Category: Realism

Social Realist Ben Shahn

Shahn’s -Schwerner, Chaney and Goodman

Ben Shahn was one of my earliest inspirations as an artist. He believed art was “one of the last remaining outposts of free speech”, and his dedication to social realism led him to paint and draw the American experience of the 1930’s as he lived it. He captured the poor and the working class with his pen and brush, and his passion for justice caused him to create a series of 23 paintings on the subject of the Sacco-Vanzetti trial. Those works brought him to the attention of the great Mexican Muralist, Diego Rivera, who hired Shahn to assist in painting Man at the Crossroads (the mural at Rockefeller Center in New York that would be destroyed by Nelson Rockefeller for political reasons).

Shahn’s war time anti-Nazi posters created for the US government were brilliant graphic works that set the standard for political poster art. Shahn continued to produce exceptional works through the 1960’s that denounced the Vietnam war and militarism. In 1964, after three young civil rights workers were slain in Mississippi by the KKK, Shahn made silkscreen prints praising the slain heroes Michael Schwerner, James Chaney and Andrew Goodman (pictured above).

In 1949, before non-representational abstract art gained its place of dominance, New York’s Museum of Modern Art held a conference where Ben Shahn and abstract artist Robert Motherwell argued their positions.

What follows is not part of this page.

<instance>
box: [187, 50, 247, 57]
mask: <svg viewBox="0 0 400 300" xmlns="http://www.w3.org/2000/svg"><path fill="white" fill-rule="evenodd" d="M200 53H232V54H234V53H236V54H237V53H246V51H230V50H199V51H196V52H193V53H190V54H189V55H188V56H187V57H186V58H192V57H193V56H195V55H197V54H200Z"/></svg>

In explaining why he considered realism the best way for an artist to reach an audience, Shahn said the following:

“I think any artist, abstract or humanistic, will agree that art is the creation of human values. It may have cosmic extension. It may reflect cosmic abstraction. But however earnestly it reaches out into the never-never land of time-space, it will still always be an evaluation through the eyes of man. It may deny but can never cast off its human origin. Trying to get away from content seems to me a little wistful—somewhat like Icarus trying to shed the earth. And at our particular point in history, it’s more than wistful; it appears almost to consort with those forces which would repudiate man and his culture as ultimate values.

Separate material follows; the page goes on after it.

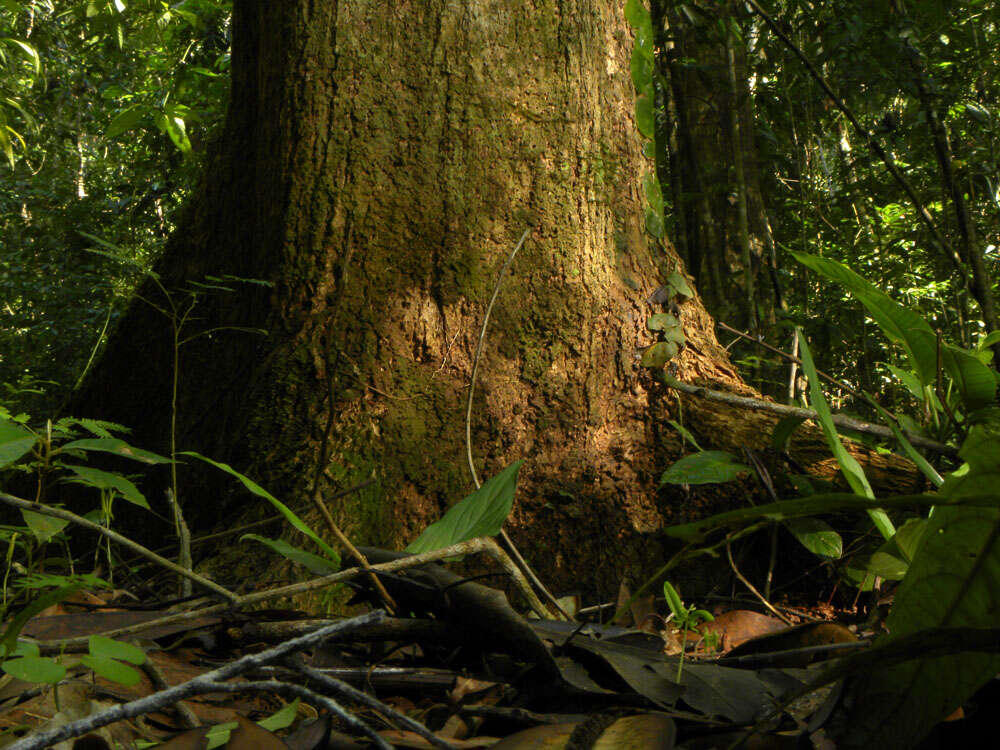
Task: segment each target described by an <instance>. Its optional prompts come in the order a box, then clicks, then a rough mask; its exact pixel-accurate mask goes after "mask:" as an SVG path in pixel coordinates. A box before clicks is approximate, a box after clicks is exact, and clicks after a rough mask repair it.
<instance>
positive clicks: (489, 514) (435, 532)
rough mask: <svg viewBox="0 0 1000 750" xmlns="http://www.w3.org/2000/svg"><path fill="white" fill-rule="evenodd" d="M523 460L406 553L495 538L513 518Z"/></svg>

We are living in a time when civilization has become highly expert in the art of destroying human beings and increasingly weak in its power to give meaning to their lives. I don’t know anyone on either side of the water or on either side of the political fence who has the slightest degree of optimism about the direction in which civilization is moving. It is peculiarly within the province of the artist to minister to man in the somewhat starved area of the spirit. It is for the artist to discover new truths about man and to reaffirm that his life is significant. In this sense, I don’t mind being called a ‘realist,’ because I believe that these are the realities, the content, which gives to art its stature.”

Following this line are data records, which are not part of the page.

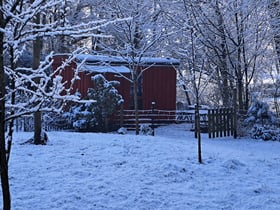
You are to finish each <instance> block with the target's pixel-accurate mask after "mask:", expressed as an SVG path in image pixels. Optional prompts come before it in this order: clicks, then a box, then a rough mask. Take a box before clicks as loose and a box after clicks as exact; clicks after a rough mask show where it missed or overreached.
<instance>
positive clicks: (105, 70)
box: [80, 64, 130, 73]
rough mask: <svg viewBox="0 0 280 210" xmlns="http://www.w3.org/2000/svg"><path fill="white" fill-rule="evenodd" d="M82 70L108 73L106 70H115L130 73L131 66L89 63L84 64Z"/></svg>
mask: <svg viewBox="0 0 280 210" xmlns="http://www.w3.org/2000/svg"><path fill="white" fill-rule="evenodd" d="M80 70H81V71H87V72H97V73H106V72H113V73H114V72H115V73H129V72H130V70H129V68H127V67H125V66H110V65H107V66H96V65H87V64H84V65H82V66H81V67H80Z"/></svg>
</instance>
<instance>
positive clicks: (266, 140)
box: [251, 125, 280, 141]
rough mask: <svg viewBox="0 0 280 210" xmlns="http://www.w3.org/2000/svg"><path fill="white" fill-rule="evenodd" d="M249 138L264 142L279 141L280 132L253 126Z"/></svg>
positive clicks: (264, 128) (260, 126)
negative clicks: (258, 139) (259, 139)
mask: <svg viewBox="0 0 280 210" xmlns="http://www.w3.org/2000/svg"><path fill="white" fill-rule="evenodd" d="M251 137H252V138H253V139H261V140H264V141H270V140H272V141H280V131H279V130H275V129H271V128H266V127H262V126H257V125H255V126H254V127H253V128H252V130H251Z"/></svg>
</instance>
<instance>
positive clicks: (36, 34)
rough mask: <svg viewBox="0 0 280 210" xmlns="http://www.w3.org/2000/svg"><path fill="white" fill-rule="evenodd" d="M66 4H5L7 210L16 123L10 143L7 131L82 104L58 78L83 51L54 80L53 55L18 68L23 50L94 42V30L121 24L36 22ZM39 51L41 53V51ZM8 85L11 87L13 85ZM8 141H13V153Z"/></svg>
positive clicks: (96, 20) (35, 54)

Courbet and the Realist Revolution

In 1848 the young French painter Gustave Courbet and a circle of dissident artists and intellectuals regularly met at a Parisian café called the Brasserie Andler. It was there after many lively discussions that the term “Realism” was first used to describe the style of art and literature the mavericks were striving for. The art establishment richly rewarded those who painted highly romanticized scenes of the well-heeled at work and play. But Courbet believed art must show life as it is, and advocated artists getting involved in the social issues of the day. The fact that he painted ordinary working people and peasants in naturalistic settings outraged the well-to-do. It should go without saying that Courbet had a troubled relationship with the art authorities of the day. In 1850 he wrote:

“In our so very civilized society it is necessary for me to live the life of a savage. I must be free even of governments. The people have my sympathies, I must address myself to them directly.”

In 1855, after his work was rejected by the Universal Exhibition, Courbet set up a tent outside the exhibit hall and held a one-man show he called Le Réalisme. The accompanying exhibition catalog he titled “Realist Manifesto”, a brochure that helped initiate the coming revolution in painting - Impressionism. Every working artist should embrace Courbet’s exemplary spirit of defiance, because while art has changed certain dynamics have not. We have a new entrenched art establishment that is every bit as elitist and distant from the people as the officials Courbet faced in his day. It is time to pitch our own tents in front of the edifices of the postmodern to announce the return of the painters.